Au Tessin et en Valais
Les parcelles seront vinifiées chaque année, afin de contrôler si le vin obtenu correspond bien aux caractéristiques organoleptiques du chasselas. Les premières microvinifications devraient avoir lieu cet automne. Des fiches techniques vont être établies pour chaque millésime. «La diffusion du savoir est très importante. Les vignerons pourront ainsi voir l’évolution des résultats pour chaque parcelle du programme et décider en fonction s’ils veulent essayer ces nouveaux porte-greffes», ajoute Axel Jaquerod, qui n’exclut pas de voir surgir des incompatibilités entre les porte-greffes et le chasselas sur certains sols.

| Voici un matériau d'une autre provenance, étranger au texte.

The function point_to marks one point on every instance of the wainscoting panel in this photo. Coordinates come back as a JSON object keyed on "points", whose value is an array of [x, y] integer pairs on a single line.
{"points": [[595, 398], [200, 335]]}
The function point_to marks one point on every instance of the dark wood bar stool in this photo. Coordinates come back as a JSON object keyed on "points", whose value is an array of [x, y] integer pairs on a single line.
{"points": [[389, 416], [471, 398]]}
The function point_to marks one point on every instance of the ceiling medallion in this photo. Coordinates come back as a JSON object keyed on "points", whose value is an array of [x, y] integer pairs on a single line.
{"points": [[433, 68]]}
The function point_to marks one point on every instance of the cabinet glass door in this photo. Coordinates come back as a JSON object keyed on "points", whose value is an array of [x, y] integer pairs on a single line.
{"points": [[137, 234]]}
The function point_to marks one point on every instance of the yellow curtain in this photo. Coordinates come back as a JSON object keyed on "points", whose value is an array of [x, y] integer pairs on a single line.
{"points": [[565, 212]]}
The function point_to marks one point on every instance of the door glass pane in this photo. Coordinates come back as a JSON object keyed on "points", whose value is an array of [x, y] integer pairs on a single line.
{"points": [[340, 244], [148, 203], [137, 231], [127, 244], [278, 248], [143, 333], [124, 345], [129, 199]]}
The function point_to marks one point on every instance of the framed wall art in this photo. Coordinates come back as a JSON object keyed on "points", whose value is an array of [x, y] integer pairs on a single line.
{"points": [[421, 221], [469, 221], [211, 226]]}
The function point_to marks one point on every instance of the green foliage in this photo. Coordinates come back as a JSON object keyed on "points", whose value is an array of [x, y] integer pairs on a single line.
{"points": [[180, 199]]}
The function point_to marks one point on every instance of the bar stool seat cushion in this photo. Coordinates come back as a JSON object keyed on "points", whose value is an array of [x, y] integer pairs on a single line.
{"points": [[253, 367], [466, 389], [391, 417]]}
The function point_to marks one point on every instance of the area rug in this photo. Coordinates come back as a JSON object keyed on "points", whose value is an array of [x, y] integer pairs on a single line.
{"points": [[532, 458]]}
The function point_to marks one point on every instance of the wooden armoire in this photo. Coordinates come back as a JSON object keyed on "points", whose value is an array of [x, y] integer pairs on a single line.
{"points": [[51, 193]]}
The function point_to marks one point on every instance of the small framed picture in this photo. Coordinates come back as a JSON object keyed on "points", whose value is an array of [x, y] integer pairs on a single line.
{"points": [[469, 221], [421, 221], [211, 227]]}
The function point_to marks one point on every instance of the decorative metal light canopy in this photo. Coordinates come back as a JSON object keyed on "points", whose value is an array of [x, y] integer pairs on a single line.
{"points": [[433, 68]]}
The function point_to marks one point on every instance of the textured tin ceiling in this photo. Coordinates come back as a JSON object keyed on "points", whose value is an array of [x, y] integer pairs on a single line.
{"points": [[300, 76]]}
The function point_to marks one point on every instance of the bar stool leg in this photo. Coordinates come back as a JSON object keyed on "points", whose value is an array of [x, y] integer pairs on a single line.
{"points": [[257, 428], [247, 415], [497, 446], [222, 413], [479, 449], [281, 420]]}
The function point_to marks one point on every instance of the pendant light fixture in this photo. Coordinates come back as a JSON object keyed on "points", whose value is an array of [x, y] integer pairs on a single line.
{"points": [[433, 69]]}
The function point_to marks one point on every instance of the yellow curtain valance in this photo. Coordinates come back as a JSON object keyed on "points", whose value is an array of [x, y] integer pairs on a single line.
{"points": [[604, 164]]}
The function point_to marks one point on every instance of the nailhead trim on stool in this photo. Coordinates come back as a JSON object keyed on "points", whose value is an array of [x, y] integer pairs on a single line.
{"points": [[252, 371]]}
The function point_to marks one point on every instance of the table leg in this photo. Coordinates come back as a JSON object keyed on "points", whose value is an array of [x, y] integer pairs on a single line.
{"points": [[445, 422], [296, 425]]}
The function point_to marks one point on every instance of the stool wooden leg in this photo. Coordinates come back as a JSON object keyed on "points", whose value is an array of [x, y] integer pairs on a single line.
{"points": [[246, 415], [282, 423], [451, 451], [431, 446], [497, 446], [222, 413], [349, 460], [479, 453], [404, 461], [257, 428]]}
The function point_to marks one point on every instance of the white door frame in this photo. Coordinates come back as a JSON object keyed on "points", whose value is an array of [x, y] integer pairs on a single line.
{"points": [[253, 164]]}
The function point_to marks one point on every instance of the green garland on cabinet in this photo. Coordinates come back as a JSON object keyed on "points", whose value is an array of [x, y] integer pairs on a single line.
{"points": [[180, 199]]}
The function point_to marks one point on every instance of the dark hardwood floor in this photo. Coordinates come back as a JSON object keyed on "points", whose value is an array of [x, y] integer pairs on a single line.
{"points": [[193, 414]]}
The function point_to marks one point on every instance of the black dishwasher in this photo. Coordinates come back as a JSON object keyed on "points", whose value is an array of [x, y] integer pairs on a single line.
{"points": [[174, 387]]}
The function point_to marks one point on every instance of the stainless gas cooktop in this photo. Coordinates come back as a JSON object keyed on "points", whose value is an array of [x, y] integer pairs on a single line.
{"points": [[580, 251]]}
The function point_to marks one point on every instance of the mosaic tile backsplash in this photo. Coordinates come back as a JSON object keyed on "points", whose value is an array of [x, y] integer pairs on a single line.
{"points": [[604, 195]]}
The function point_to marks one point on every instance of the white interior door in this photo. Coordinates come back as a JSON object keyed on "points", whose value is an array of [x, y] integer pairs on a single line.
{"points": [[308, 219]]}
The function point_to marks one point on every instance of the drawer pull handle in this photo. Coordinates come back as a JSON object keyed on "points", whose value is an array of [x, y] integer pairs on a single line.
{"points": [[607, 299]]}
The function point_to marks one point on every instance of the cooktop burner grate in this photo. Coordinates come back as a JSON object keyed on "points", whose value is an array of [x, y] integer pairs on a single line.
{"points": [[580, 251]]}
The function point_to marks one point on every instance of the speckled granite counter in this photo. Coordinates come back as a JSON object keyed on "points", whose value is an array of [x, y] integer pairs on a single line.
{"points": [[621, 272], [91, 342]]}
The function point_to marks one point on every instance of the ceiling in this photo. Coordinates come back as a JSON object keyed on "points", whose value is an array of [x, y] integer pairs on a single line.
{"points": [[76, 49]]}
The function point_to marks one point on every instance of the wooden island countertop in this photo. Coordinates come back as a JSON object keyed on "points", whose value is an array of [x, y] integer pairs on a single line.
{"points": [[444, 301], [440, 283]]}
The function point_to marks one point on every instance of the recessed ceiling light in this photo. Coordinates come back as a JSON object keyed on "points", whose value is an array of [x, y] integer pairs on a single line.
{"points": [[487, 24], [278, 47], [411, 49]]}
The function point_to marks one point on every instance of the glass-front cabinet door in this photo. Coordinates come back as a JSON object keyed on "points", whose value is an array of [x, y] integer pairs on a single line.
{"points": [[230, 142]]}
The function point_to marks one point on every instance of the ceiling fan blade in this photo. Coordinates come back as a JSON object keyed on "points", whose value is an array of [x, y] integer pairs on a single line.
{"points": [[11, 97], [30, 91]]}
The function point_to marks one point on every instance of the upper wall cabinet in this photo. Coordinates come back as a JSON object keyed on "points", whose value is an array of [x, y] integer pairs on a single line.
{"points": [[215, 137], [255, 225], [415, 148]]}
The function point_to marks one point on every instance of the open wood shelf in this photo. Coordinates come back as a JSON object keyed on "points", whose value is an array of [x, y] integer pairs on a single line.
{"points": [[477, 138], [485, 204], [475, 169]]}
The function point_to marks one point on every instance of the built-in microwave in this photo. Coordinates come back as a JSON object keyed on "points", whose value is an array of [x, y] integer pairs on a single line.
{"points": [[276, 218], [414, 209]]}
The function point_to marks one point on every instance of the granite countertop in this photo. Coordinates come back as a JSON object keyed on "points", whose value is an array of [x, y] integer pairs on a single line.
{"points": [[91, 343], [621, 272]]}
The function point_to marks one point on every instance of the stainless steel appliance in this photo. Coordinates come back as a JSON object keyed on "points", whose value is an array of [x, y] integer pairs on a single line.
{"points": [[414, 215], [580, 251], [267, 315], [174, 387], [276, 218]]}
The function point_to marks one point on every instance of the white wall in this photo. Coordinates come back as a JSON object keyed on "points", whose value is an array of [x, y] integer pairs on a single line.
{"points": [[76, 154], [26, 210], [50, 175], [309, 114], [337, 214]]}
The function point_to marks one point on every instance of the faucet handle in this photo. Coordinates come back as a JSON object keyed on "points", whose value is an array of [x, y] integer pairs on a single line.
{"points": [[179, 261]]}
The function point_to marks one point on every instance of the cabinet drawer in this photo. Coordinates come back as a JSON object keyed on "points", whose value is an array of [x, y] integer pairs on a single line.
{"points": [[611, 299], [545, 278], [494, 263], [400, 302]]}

Parallèlement à ce programme, Agroscope poursuit les mêmes expérimentations en Tessin avec le merlot et en Valais avec la petite arvine et le cornalin. Pour les spécialités valaisannes, les tests se font également avec le 5BB, en plus du 3309 C. Sur le terrain, certains pépiniéristes valaisans s’intéressent plus particulièrement au 1103 P. «Depuis cinq à six ans, on travaille pas mal avec ce porte-greffe qui se comporte bien sur sols calcaires, à l’image du 5BB. L’avantage du 1103 P pour les cépages autochtones valaisans, c’est qu’il assimile beaucoup mieux la magnésie. On obtient de très bons résultats», explique Matthieu Vergère, directeur de la pépinière Multiplants à Vétroz (VS).
A Neuchâtel, une étude vient de démarrer cette année avec du pinot noir. En plus de la station viticole d’Auvernier, deux vignerons ont mis des parcelles à disposition. Deux autres vignerons rejoindront le réseau l’année prochaine. Là aussi, les trois porte-greffes 140 Ru, 110 R et 1130 P vont être testés sur le cépage emblématique neuchâtelois, lequel couvre 55% de la surface agricole cantonale. «On sait que le stress hydrique est plus bénéfique aux cépages rouges que blancs. Mais on aime bien le pinot noir léger, avec une certaine fraîcheur. Il faut garder ces caractéristiques. Neuchâtel a une renommée à défendre autour du pinot noir, comme Vaud avec le chasselas», explique Johannes Rösti, directeur de l’Office de la viticulture et de l’agroécologie de Neuchâtel.